Relying on that doctrine, the court held that the EPA does not have authority under Section 111(d) of the Clean Air Act to devise emissions caps based on the approach it adopted in the Clean Power Plan.
Justices Samuel Alito, Neil Gorsuch, Brett Kavanaugh, and Amy Coney Barrett all joined Chief Justice John Roberts’ opinion. Justices Elena Kagan, Sonia Sotomayor, and Stephen Breyer all dissented.
While resurrecting and applying the “major questions doctrine,” the six conservative justices reject the notion of federal agencies using decisions to change major policies, legal scholars have raised major questions about the doctrine itself.
Justice Kagan highlighted one of its flaws in her dissent: “Whatever else this Court may know about, it does not have a clue about how to address climate change. . . . And let’s say the obvious: The stakes here are high. Yet the Court today prevents congressionally authorized agency action to curb power plants’ carbon dioxide emissions.”
She also criticized the majority’s effective power grab. “The Court appoints itself — instead of Congress or the expert agency — the decision-maker on climate policy. I cannot think of many things more frightening,” she wrote.
The Biden administration’s climate goals include a 50% cut in economy-wide greenhouse gas emissions by 2030 and a fully decarbonized electricity sector by 2035. The Supreme Court’s new limit on executive power, that turns decades of administrative law on its head, will likely hinder reaching those goals.

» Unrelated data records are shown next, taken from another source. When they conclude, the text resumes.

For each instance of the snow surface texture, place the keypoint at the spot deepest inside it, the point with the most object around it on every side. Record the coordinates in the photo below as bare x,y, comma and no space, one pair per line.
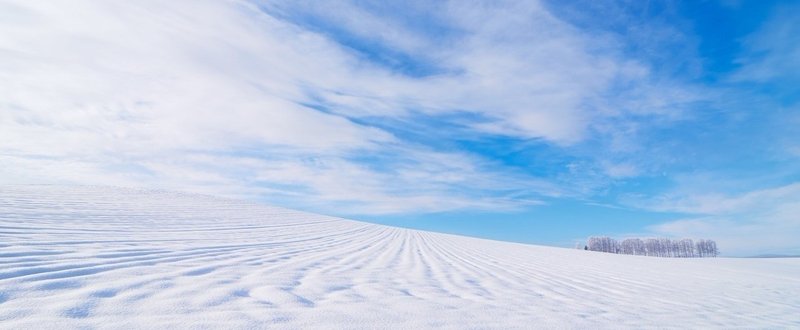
74,257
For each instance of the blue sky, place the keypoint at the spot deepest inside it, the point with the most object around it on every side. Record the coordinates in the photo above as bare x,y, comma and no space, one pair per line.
534,121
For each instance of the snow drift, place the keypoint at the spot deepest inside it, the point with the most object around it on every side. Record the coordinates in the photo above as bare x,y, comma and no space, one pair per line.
73,257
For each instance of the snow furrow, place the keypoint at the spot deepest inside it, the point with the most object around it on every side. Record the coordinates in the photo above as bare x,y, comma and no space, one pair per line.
74,257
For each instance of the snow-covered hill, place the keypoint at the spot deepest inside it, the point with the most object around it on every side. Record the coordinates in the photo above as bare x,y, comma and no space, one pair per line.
72,257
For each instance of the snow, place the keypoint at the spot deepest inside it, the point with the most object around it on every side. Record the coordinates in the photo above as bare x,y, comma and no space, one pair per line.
75,257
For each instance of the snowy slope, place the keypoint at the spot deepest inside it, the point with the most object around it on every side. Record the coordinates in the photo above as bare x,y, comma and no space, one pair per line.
106,257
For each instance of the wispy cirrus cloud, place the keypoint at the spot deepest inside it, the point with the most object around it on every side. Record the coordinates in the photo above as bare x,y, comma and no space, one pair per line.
153,93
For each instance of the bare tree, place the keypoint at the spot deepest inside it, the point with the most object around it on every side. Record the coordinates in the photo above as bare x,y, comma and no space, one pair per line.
655,247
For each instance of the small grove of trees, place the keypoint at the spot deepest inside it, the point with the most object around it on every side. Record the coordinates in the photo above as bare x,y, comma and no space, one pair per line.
655,247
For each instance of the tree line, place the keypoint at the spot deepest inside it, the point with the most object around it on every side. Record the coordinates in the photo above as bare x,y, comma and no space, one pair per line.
654,247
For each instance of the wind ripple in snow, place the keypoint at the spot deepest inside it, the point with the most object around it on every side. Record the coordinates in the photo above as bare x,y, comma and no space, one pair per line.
75,257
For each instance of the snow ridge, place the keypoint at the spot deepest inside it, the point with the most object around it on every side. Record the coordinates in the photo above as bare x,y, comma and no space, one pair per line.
73,257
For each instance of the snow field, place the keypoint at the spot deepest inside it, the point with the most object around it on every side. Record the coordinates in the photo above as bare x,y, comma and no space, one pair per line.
99,257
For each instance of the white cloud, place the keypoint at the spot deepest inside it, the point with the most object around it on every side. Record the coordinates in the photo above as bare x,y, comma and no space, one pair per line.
217,96
760,221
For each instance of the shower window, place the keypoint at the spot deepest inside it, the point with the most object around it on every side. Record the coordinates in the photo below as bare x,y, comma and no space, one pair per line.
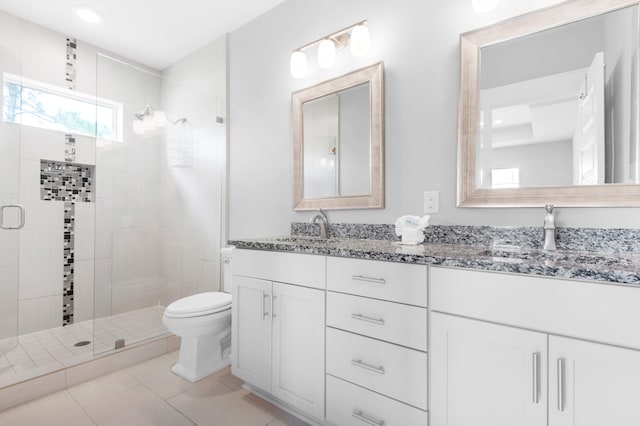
38,104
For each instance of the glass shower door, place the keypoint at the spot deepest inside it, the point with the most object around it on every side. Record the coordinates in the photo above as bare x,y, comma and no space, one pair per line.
12,214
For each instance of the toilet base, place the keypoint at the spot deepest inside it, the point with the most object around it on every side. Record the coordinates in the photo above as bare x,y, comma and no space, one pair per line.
201,356
197,375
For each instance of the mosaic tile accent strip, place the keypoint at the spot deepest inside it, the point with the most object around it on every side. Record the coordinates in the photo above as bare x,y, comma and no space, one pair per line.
66,182
70,147
71,184
70,75
68,265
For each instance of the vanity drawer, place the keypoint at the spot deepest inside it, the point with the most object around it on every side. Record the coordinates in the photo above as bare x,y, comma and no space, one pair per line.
398,282
394,371
292,268
394,322
348,404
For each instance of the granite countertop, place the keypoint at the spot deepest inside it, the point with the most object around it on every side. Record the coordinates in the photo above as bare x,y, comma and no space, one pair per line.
620,268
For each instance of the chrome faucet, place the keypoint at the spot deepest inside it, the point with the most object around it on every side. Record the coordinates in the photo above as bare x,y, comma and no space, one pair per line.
324,223
549,229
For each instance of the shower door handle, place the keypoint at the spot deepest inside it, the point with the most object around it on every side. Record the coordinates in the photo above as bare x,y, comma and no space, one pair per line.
12,206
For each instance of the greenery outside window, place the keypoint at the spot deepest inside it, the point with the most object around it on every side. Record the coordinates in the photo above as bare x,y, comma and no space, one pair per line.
32,103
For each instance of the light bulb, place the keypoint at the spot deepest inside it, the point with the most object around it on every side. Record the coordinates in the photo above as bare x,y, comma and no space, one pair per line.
138,127
298,64
326,54
483,6
160,118
360,41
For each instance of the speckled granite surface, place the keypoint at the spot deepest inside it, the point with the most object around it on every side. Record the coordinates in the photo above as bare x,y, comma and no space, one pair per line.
608,255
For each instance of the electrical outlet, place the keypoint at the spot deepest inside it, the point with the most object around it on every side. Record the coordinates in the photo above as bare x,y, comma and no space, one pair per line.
431,202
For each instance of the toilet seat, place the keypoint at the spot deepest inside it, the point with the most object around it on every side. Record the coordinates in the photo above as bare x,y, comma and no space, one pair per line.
199,305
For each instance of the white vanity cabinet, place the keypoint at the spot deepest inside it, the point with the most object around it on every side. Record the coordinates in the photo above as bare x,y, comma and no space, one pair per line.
522,350
376,343
278,321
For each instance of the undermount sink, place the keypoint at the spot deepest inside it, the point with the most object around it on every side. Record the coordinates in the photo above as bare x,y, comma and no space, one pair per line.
515,254
302,239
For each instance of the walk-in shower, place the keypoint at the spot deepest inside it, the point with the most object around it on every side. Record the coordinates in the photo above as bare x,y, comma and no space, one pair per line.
101,224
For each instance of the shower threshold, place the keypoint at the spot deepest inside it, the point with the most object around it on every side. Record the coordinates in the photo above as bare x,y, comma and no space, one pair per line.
50,358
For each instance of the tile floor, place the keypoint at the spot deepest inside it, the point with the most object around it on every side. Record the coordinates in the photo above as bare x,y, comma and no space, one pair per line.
149,394
45,351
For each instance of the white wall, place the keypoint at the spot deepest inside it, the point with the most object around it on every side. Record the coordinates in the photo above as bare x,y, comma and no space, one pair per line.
418,41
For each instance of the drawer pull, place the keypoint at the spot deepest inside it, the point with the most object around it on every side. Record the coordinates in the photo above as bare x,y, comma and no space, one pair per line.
536,392
264,300
361,317
561,386
359,363
360,415
368,279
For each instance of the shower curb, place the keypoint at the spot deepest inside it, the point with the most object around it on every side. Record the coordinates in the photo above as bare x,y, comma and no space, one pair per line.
100,365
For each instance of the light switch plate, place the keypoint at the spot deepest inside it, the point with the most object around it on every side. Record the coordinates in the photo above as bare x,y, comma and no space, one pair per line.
431,201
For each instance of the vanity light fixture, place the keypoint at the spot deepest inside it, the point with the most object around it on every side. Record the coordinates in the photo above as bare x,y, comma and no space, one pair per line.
357,35
150,118
483,6
326,53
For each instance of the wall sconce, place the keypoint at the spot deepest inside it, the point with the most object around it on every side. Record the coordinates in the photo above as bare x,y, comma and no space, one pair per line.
357,35
483,6
149,119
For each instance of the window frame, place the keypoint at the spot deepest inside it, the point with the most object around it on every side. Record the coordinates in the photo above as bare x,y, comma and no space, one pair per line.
96,101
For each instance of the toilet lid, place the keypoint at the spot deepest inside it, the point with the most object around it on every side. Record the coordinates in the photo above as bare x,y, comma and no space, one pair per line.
200,304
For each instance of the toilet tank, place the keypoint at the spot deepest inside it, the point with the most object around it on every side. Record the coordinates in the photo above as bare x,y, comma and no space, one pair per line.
225,259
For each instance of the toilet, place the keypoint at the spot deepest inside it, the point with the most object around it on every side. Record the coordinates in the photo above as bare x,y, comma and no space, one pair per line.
203,321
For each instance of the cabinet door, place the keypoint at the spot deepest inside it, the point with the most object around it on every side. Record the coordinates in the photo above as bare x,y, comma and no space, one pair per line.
298,347
486,374
251,331
592,384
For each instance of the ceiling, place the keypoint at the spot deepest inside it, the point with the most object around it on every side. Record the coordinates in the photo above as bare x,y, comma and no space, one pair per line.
155,33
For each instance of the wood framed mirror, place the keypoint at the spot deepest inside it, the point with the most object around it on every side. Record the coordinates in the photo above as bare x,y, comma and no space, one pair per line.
338,144
548,108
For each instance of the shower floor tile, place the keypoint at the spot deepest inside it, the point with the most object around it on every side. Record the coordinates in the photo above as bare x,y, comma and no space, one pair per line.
46,351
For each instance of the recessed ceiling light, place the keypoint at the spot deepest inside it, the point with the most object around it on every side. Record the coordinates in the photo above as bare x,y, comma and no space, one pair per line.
88,15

Abdullah Hasan, a spokesperson for the White House, said, “This is another devastating decision from the Court that aims to take our country backwards. While the Court’s decision risks damaging our ability to keep our air clean and combat climate change, President Biden will not relent in using the authorities that he has under law to protect public health and tackle the climate change crisis.”
West Virginia’s Attorney General Patrick Morrisey said that the decision is a “huge victory against federal overreach and the excesses of the administrative state. This is a huge win for West Virginia, our energy jobs and those who care about maintaining separation of powers in our nation.”

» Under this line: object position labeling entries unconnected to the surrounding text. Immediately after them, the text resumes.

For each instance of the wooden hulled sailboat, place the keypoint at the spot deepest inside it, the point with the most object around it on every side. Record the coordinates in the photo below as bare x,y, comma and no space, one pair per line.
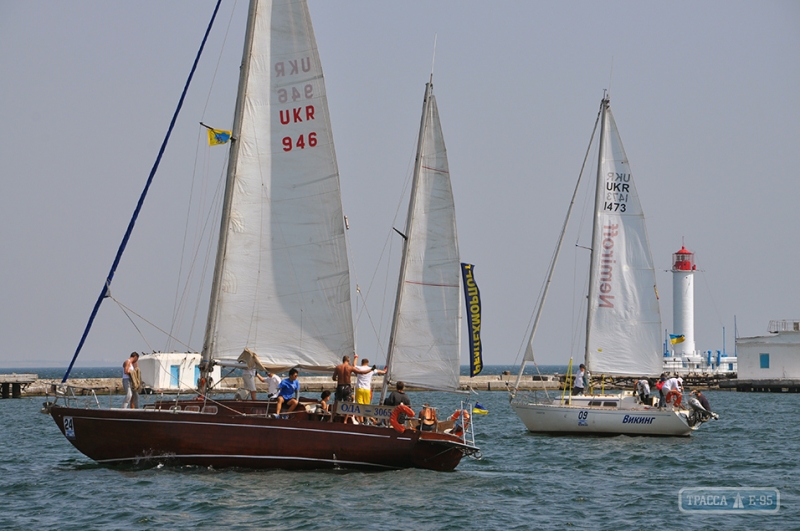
281,288
623,323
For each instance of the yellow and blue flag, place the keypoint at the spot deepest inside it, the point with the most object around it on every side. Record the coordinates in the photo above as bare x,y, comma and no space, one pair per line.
218,137
674,339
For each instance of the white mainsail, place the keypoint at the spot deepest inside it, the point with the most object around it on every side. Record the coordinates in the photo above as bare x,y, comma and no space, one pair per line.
282,285
624,320
425,344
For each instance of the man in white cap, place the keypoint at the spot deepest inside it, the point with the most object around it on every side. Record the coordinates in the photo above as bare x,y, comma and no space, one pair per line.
675,386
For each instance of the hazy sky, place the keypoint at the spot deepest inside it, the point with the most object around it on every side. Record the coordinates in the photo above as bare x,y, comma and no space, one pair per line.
705,95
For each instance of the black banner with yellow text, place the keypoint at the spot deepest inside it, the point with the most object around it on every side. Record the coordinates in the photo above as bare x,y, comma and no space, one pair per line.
472,296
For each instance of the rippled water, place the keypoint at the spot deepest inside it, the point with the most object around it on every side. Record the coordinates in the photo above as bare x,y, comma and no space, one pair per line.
524,481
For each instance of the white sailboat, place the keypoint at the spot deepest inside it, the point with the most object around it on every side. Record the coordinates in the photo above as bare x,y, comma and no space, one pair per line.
424,346
281,287
623,319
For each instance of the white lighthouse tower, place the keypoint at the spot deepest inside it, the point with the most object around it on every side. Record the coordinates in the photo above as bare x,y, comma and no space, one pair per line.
683,268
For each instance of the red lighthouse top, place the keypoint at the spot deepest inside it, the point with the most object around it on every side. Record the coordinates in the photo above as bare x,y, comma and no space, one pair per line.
683,260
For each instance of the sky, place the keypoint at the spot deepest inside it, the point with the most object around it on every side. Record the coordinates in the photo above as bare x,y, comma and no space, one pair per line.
704,95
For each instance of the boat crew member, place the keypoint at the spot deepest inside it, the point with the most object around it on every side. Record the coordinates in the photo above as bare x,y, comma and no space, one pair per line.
324,398
364,384
341,375
703,400
643,390
674,386
130,372
288,392
580,381
661,395
273,382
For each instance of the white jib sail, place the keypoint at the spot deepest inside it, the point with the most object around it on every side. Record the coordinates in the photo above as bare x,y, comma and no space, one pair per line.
426,341
624,328
285,283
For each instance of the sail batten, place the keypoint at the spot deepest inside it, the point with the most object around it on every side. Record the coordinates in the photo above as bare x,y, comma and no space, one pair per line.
284,288
624,320
425,343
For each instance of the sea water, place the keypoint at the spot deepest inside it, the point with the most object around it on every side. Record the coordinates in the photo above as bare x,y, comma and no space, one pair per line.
523,481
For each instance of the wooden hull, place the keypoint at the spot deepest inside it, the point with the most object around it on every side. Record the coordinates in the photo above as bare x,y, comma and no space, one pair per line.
584,419
151,436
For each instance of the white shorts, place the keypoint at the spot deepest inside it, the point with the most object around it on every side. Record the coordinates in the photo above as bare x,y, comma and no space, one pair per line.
249,379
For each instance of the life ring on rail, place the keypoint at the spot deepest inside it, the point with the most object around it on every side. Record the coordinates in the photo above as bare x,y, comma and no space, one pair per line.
460,425
393,420
675,395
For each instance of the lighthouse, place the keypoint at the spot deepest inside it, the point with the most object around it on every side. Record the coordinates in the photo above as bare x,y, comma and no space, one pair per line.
683,268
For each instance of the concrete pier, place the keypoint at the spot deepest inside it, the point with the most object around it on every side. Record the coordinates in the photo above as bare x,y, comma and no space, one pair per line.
13,385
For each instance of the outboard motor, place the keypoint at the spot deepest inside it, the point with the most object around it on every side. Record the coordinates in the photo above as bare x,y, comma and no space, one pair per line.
699,413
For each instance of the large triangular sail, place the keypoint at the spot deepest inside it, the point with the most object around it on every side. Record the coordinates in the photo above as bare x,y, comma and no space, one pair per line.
282,284
425,344
624,320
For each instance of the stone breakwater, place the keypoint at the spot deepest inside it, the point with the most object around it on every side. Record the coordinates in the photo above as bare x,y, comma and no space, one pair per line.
113,386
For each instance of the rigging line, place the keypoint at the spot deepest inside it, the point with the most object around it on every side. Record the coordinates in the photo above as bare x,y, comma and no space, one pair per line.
106,285
179,300
212,214
219,58
126,310
202,229
134,324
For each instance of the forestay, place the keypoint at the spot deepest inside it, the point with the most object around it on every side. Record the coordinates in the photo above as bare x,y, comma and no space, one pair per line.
426,338
284,285
624,321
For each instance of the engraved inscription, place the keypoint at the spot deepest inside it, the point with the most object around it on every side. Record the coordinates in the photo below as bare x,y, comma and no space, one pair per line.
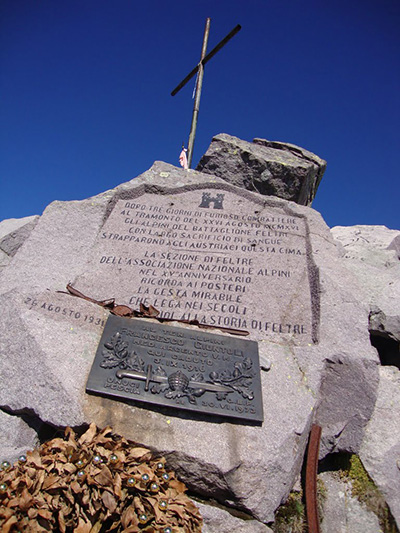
180,368
220,259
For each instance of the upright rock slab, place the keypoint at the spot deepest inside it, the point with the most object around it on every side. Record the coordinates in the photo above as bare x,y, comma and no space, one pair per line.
197,248
268,167
372,254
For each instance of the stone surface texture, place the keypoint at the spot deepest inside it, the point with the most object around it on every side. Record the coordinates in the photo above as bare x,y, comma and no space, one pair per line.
268,167
216,520
16,437
47,352
380,450
342,513
372,254
13,233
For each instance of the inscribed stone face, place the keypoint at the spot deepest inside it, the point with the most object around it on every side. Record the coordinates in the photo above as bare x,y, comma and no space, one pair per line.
210,255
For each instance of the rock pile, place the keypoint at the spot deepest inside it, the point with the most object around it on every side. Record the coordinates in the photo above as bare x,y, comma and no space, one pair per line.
324,370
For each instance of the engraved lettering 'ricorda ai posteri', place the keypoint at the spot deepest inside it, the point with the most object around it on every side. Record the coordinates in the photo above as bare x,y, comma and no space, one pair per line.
179,368
218,255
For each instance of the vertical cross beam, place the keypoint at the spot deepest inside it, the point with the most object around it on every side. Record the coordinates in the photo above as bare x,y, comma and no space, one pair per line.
199,68
199,85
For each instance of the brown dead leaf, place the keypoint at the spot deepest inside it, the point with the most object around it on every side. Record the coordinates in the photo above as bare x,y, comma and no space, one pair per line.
61,521
117,485
83,526
178,509
109,501
25,500
46,514
6,527
88,435
104,477
50,480
137,453
129,518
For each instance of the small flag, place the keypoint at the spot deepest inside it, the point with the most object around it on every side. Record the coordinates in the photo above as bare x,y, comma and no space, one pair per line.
183,158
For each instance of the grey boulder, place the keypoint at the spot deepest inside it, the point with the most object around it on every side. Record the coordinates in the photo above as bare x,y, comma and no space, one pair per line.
268,167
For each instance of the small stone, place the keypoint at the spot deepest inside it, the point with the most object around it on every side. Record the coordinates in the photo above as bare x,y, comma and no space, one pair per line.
163,505
5,465
143,518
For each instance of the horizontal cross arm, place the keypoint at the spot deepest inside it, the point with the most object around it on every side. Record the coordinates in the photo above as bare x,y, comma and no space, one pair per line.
217,48
211,54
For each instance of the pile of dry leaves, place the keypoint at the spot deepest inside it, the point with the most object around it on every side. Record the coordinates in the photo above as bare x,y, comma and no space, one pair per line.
97,482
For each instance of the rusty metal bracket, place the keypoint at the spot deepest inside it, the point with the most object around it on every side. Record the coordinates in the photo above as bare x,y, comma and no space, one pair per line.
311,479
146,312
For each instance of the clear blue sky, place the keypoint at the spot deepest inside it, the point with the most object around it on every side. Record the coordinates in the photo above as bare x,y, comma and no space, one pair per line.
85,94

The UN’s Special Envoy for Climate Ambition Michael Bloomberg reacted strongly. “This decision marks the second time in a week that the Supreme Court has turned back the clock to darker days that have dangerous implications for public health. The decision to side with polluters over the public will cost American lives and cause an enormous amount of preventable suffering, with the biggest burden falling on low-income communities and communities of color.”

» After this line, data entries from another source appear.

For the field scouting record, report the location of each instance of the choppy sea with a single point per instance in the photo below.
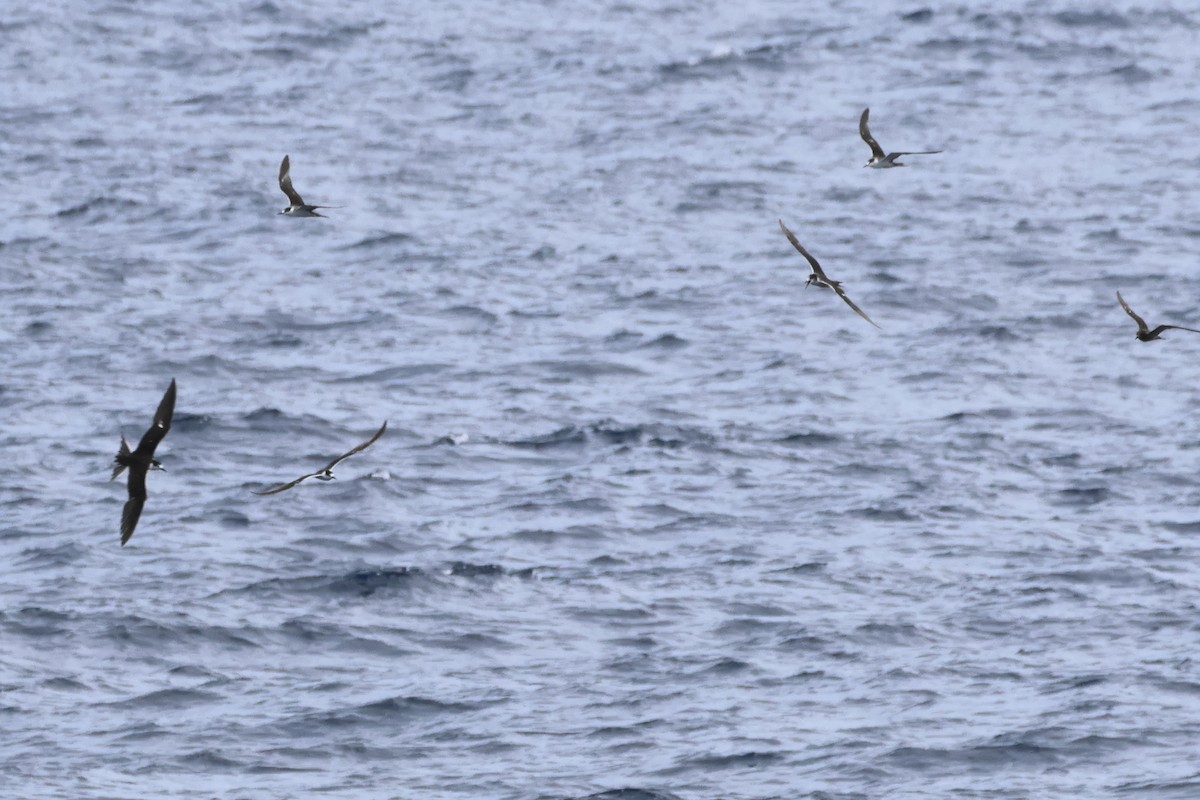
(652, 521)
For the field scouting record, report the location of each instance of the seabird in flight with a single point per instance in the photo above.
(142, 461)
(298, 208)
(819, 277)
(327, 473)
(1144, 331)
(879, 158)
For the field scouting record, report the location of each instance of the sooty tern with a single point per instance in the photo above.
(298, 208)
(327, 473)
(1144, 331)
(142, 461)
(819, 277)
(879, 158)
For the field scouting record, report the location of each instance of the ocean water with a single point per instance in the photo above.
(651, 521)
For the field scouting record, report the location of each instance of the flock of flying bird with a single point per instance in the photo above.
(139, 462)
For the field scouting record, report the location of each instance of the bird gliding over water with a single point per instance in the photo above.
(142, 461)
(327, 473)
(819, 277)
(879, 158)
(1144, 332)
(298, 208)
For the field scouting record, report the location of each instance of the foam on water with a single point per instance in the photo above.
(651, 519)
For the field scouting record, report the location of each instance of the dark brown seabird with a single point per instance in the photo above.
(1144, 331)
(879, 158)
(819, 277)
(298, 208)
(327, 473)
(142, 461)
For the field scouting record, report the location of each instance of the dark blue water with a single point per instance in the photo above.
(652, 521)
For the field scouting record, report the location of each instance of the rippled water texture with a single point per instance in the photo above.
(651, 521)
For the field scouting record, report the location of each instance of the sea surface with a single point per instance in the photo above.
(652, 521)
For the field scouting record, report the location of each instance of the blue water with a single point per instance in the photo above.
(705, 531)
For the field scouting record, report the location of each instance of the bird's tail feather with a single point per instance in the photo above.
(119, 462)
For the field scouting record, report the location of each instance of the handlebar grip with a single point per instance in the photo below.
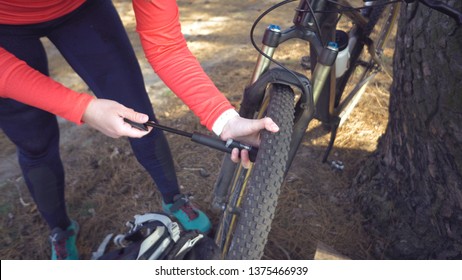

Because the CPP never went into effect and the Biden administration had indicated it would not apply it in any event, EPA is now considering a new rule. Thus, according to Justice Kagan’s dissenting opinion, there was no practical reason to decide the case, and the majority’s decision is merely an “advisory opinion” on EPA’s not-yet-issued new rule. While normally agency rules are promulgated through notice to the public and comment by interested stakeholders, including the industry that is being regulated, absent new legislation, this Supreme Court pronouncement may well affect the rule before it is even issued.
Senator Ron Wyden (D-Or), the Chair of the Senate Finance Committee, said, “The Republicans on the Supreme Court are not going to allow any meaningful administration efforts to combat climate change. . . . The only way to tackle this problem is through congressional action, which is why it’s so important that Congress pass our clean energy tax credit package.”
Meanwhile, President Biden’s clean energy package, that could provide the requisite legislative mandate demanded by the majority, remains stalled in Congress.